Overdenking 13

In het gedenkwaardige kabinet Den Uyl vervulde Irene Vorrink de functie van minister van Volksgezondheid en Milieuhygiëne. Het was een bevlogen bewindsvrouw, die – volgens de overlevering – haar talen gebrekkig beheerste. In Frankrijk zou zij zich – gevraagd naar haar werkkring – hebben geafficheerd als “ministre de milieu” (“minister van de onderwereld”). Deze week hoorde ik nog een aanvulling op dit verhaal. Ze leidde in Parijs een vergadering, waarbij de voertaal uiteraard Frans was.
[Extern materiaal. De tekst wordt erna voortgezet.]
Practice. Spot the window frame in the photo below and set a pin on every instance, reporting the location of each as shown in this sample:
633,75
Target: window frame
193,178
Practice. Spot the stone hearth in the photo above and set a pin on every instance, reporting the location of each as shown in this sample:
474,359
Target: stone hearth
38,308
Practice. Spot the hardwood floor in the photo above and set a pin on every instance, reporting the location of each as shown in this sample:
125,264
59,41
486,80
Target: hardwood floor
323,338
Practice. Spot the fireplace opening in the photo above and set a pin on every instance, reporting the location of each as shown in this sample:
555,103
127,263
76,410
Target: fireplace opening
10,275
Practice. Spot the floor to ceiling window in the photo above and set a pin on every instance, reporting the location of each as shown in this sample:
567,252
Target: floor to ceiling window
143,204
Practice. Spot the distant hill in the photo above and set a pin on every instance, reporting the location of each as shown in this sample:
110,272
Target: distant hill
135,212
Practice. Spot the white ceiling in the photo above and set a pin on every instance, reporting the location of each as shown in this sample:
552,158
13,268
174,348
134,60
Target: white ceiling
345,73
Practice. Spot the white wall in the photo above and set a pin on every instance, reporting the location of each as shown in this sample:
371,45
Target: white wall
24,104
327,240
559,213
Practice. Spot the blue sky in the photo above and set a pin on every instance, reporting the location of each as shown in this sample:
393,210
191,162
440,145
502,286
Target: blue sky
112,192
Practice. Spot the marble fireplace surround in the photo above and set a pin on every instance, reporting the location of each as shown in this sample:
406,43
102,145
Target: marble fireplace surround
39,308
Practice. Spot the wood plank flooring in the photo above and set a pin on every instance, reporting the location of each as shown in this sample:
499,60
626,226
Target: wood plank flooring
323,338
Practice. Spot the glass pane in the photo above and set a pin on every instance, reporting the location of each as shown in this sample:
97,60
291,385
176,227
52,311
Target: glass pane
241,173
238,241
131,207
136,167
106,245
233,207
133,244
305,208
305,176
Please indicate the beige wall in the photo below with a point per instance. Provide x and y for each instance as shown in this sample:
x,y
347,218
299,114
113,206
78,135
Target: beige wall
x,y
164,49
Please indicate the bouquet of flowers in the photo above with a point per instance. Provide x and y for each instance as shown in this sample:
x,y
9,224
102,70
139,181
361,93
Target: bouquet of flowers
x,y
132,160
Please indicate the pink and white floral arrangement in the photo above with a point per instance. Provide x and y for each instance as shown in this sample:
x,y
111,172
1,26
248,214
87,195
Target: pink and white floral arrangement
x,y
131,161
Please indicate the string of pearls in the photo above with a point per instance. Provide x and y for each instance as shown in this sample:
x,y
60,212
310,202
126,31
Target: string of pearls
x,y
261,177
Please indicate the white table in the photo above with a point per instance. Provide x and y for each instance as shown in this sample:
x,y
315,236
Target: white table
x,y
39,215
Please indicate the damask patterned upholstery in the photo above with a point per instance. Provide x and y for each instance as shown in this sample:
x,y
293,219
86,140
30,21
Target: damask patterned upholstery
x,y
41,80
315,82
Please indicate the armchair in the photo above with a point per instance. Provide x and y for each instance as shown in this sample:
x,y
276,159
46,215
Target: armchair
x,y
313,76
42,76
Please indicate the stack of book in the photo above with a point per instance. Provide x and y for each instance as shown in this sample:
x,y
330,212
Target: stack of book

Ze moet toen hebben gevraagd: “Qui veut le mot?”, waarop de Nederlandse staatssecretaris Van de Beugel reageerde met: “Je”.
Mijn dochter Caroline heeft meegemaakt dat een vrouwelijke wethouder in een Zeeuwse gemeente tijdens een vergadering waar Engels de voertaal was, haar gehoor voorhield: “We have to look further than our nose is long”.

Een van de mooiste verhalen over de gevatheid van schaker Hein Donner. Op de kunstenaarssociëteit De Kring voerde hij gesprekken met bekende schrijvers, die hun belezenheid en kennis van de klassieken niet onder stoelen of banken staken. In een gesprek over de ideale detective-roman hield een literator aan Donner voor: “Je zou Koning Oidipous als de eerste detective kunnen beschouwen. En het leuke is, dat de detective het zelf heeft gedaan. Want Oidipous is op zoek naar de moordenaar van zijn vader en ten slotte blijkt, dat hij het zelf is”. Waarop Harry Mulisch, baas boven baas, zich in het gesprek mengt met: “Ja, maar dat is eigenlijk nog niks. Je zou een detective moeten bedenken waarin de lezer het gedaan heeft”. Donner, zonder een moment te aarzelen: “Harry, die detective is al geschreven: het Nieuwe Testament”.
Een grandioos verhaal, beschreven door Alexander Münninghoff in een biografische schets over Hein Donner. Hij vraagt zich wel af of Donner dit soort afmakers al eerder had geconstrueerd en ergens in zijn achterhoofd op de plank had liggen. Naar mijn mening maakt dat niet uit. Het gaat om het associatieve vermogen een platmaker onmiddellijk trefzeker te plaatsen. En daarin was Hein Donner een grootmeester.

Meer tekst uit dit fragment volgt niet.